Things To Care About Being A Pregnant Lady

–    Set Your Goal Of Having Sugar A Day:

If you are pregnant and want a happy life for your would-be-baby, avoid sugar and consume alternatives for it. Also, eat less than twenty grams of sugar per day, it means approx. two tablespoons a day. But if you have any digestive issue then do not eat more than ten grams a day. It is better to use sometimes honey instead of sugar for health.

–    Choose Food Accordingly:

Choose your food items according to the sugar level in them. Cut down consumption of those items that are highly involved in sugar and start eating products where you need less amount of sugar.

–    Cut Out Juice And Soda:

Juice and soda have high amount of sugar and preservatives in them.
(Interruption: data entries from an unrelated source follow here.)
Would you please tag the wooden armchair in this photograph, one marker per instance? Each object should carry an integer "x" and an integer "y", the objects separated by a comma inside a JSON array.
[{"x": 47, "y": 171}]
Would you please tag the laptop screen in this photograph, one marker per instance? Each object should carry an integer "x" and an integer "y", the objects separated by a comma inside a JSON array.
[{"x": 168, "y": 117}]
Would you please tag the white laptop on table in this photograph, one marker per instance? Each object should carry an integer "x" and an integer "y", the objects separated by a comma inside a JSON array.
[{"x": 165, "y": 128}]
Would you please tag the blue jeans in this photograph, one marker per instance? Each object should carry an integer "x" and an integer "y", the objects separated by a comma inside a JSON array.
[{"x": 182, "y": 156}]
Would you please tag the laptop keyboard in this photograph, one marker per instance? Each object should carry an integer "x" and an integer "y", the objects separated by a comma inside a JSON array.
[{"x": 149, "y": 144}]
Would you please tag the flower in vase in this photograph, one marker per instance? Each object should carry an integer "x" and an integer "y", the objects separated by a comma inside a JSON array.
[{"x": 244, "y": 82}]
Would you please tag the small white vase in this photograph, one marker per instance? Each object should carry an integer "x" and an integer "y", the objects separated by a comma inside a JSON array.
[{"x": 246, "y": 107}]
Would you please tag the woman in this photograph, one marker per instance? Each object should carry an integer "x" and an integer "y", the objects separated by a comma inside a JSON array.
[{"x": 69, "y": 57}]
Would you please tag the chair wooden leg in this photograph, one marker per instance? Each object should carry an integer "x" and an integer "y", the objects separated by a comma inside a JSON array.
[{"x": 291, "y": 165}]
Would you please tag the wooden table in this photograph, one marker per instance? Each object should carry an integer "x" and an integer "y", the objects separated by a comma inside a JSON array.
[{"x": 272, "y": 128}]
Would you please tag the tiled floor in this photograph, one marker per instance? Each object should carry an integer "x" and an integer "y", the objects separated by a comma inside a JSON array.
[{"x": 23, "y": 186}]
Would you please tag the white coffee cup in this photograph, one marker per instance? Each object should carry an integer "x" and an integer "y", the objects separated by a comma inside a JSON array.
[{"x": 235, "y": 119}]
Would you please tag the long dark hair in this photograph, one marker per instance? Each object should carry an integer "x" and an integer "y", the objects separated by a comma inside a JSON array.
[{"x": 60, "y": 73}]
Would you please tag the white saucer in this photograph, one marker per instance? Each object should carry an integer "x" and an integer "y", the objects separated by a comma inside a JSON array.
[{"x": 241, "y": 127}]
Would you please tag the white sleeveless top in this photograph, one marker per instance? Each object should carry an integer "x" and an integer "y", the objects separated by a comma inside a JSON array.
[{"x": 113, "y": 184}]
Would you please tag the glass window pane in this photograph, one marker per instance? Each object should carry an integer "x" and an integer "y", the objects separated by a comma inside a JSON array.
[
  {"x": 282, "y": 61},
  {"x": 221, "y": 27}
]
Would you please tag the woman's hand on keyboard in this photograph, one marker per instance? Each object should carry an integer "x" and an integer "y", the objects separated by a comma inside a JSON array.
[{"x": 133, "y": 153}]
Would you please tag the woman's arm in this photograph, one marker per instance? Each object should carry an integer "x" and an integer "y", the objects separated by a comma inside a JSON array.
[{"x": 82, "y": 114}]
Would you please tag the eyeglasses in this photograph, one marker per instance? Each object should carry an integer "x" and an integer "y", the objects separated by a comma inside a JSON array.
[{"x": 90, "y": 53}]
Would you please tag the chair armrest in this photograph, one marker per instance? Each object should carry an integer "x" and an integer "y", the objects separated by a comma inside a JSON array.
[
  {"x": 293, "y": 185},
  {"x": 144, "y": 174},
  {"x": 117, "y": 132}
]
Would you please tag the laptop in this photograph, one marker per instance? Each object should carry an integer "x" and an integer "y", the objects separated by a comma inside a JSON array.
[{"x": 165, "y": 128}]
So, avoid market or packed soda and juice and go for natural ones. If possible, try to make juice or sodas on your own at home or directly consume fresh fruits. They are much better than their juice.

–    Try To Avoid Temptation:

Ignore tempting food products like candies and cookies. We know that these items, especially ice-cream and candies tempt you during pregnancy but it is really a good idea to keep them aside because it will lead to unnecessary weight and health issue and have no benefit of it.

–    Understand The Things That Keep You Hooked On Sugar:

The above written point and this point are almost same but have some quite difference. Like, if you are too busy and do not get enough time to eat properly and are depended on tea, coffee, and cookies, start understanding this thing and look for alternatives. Yes, if you have less time you can go for salty things, like lemon water mixed with salt not with sugar or go for baked items but of salt.

–    Be Nice To Yourself When You Are Avoiding Sugar:

Yes, sugar is the critical ease food item, and it is really tough to avoid or ignore it. So, do not be hard with your body, make it understand with patience and politeness. Think about all the wonderful things that you are doing to make your body well and fit.